Would it kill 'em to put a manual in those things 

:throw:


----------



## Jon Shafer (Dec 15, 2001)

MotorenWerke said:


> *Would it kill 'em to put a manual in those things
> *


Yeah, they're doing this ( :jack: ) if they think they're competing
with the M5...

Hey bee!

Welcome back to the U.S.A.!!!

Any final thoughts on your trip??


----------



## beewang (Dec 18, 2001)

Thanks Jon...  Yes... I will have an elaborate write up in the next few days w/ more pictures NOT already posted and film clips.

I actually started yesterday on a long rant except after an hour of writing and posting, The software gave me an "you have inserted too many smiles... plz go back and redo" and of course I lost all the taxt when I hit "back" . 

stay tuned:thumbup: 

beewang:bigpimp:


----------



## Trevordog (Nov 24, 2002)

still staying tuned, ... but slowly getting off-key waiting for so long ... can only hold my breath for so long beewang 

glad to see you are back home in one piece, but how was the rest of your trip?


----------



## CascadeTelcom (Aug 7, 2002)

*Mats and more*

Beewang:
I am still looking forward to the final chapter of the adventure and know it is worth the wait. I have two questions:
1. What type of mats did U get this time, logo, plain?
2. Did U run into any Frenchmen during your trip and did U greet them in a manner worthy of your French greeting that appears in many of your posts?
Please provide current status. 
Thanks.


----------



## Spectre (Aug 1, 2002)

Bernard seems to be a little busy. Only 7 posts in the last two weeks.  He must be working really hard on that ED trip report.


----------



## beewang (Dec 18, 2001)

Spectre said:


> *Bernard seems to be a little busy. Only 7 posts in the last two weeks. He must be working really hard on that ED trip report.  *


Damn!! This is Scary!!! There is no privacy in the net!!

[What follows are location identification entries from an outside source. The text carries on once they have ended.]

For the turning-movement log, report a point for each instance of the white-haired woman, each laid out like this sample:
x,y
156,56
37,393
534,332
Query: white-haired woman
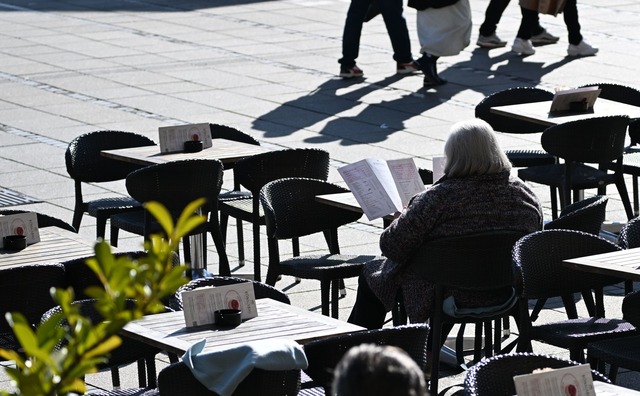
x,y
477,193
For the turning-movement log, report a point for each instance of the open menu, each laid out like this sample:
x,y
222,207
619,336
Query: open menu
x,y
172,138
200,304
578,99
568,381
20,224
382,187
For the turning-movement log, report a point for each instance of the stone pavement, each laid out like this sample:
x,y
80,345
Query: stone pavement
x,y
268,68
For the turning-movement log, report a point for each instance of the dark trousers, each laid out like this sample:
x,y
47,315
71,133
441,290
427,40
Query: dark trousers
x,y
570,14
391,11
368,311
494,12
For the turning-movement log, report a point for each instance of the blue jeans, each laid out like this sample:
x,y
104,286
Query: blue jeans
x,y
391,11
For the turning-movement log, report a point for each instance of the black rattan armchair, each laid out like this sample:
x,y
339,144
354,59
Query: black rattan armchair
x,y
500,123
253,173
479,263
85,164
494,376
598,140
176,184
540,273
291,211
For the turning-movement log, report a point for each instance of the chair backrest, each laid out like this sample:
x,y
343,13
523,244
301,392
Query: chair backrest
x,y
538,258
593,140
323,355
261,290
630,234
85,164
256,171
43,220
291,209
586,215
494,376
219,131
177,380
511,96
175,184
479,261
25,289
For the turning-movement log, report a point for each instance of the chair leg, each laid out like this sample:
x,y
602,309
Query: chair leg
x,y
114,236
325,288
101,226
624,196
142,380
335,286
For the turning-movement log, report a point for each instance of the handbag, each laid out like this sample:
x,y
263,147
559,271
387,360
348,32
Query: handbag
x,y
549,7
424,4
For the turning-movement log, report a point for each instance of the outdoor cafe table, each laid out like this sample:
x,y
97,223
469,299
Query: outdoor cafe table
x,y
275,320
624,264
226,151
538,112
56,245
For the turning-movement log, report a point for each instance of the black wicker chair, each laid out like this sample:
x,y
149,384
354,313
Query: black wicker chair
x,y
323,355
631,157
494,376
43,220
538,259
128,352
176,184
518,157
471,263
85,164
586,216
261,290
619,352
253,173
291,211
598,140
25,290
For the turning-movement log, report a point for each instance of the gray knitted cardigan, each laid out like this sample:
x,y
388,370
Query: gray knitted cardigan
x,y
450,207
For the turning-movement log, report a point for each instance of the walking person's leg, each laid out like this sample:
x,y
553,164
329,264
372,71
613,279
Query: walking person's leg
x,y
488,37
577,45
351,38
522,45
392,13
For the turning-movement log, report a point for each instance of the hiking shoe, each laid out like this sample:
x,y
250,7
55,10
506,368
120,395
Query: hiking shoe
x,y
582,49
351,72
492,41
523,47
544,38
406,68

Yes.... Have been very busy at work. I did spend a good 2 hrs writing about the trip, only to lost all my writing when I hit the "post " button due to too many faces I inserted 

Since that... I haven't had the time to sit down and re-write the story.:tsk: ..... I will try to give it a try this weekend:angel:

Thanks for the interest fellas,

beewang:bigpimp:


----------



## Spectre (Aug 1, 2002)

We were starting to worry about you, Bee. Wouldn't want the Godfather of European Delivery dropping off the face of the earth.


----------



## CascadeTelcom (Aug 7, 2002)

*Adventure*

Looks like we have our best man back on the project. No problem.


----------